Sheriff Dan Trawicki knew Klink for many years, both attending St. Dominic's Catholic Church in Brookfield. Klink was active in the parish and was part of a group that started the athletic association there. He coached baseball and basketball for many years in the 1960s.
Klink hired Trawicki as a deputy in 1979.
"He was a great leader, a good-hearted man," said Trawicki.
Trawicki said Klink was instrumental in rewriting the juvenile code in the 1970s and also started the department's canine unit. The D.A.R.E. program was also initiated under his watch.
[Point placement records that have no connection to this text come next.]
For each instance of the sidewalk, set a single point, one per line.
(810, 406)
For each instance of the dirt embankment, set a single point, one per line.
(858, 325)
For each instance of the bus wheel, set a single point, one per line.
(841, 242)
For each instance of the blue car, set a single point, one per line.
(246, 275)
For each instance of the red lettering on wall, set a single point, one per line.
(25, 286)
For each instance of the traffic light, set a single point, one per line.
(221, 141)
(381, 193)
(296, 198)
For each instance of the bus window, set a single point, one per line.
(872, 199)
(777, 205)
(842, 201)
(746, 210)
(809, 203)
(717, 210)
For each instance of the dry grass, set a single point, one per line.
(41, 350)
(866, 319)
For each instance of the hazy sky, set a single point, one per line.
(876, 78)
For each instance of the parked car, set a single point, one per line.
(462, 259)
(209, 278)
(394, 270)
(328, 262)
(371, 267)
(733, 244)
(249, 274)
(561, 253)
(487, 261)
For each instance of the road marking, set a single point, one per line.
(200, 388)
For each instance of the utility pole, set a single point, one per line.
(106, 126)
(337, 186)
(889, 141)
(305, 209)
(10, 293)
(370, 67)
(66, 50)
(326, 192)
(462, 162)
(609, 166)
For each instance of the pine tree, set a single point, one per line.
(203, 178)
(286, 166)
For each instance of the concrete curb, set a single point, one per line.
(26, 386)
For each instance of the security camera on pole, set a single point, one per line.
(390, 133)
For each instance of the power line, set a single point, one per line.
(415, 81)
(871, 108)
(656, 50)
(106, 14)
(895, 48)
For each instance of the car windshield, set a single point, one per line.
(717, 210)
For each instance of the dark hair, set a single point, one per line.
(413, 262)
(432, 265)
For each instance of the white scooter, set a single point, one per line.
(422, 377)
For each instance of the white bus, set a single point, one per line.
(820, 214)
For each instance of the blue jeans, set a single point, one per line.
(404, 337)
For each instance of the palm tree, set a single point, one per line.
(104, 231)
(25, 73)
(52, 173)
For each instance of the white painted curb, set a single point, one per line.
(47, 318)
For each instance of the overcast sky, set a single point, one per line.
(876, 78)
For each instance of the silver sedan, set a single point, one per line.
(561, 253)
"Ray was a lover of dogs and believed they could be used in law enforcement," Trawicki said.
Although the County Board did not want to fund such a program, that did not deter Trawicki's former boss.
"Ray went out and raised $60,000 in the business community to get the program started," said Trawicki, who helped coordinate the effort in the mid-1980s.
"Even to this day Ray has been involved in raising funds for the canine unit. He did so right up until the time of his death," Trawicki said.
Trawicki said Klink had a passion for the Sheriff's Department and the outdoors. Klink enjoyed hunting, fishing and social events, Trawicki said. Klink also enjoyed golf.
"He was outgoing with his employees and well-respected. He was a great guy," said Trawicki.
Klink is survived by his wife, Margaret; daughter Robin (Brian) Higgins and granddaughters Emily Margaret and Molly Rae; brother Pat (Jan) Klink; sisters-in-law Judy Klink, Sue Klink, Joyce Armstrong; niece Marge (Doug Teisi); other family and friends; and his dog Star.
He served on the Board of Trustees for Milton College, and during his time as sheriff also served as emergency government coordinator for the state of Wisconsin.
Visitation will be from 9 until the 11:30 a.m. memorial Mass on Tuesday, Jan. 25, at St. Dominic's, 18255 W. Capitol Drive, Brookfield. Memorials are suggested to the Girl Scouts Wisconsin Southeast - Chinook Program Center.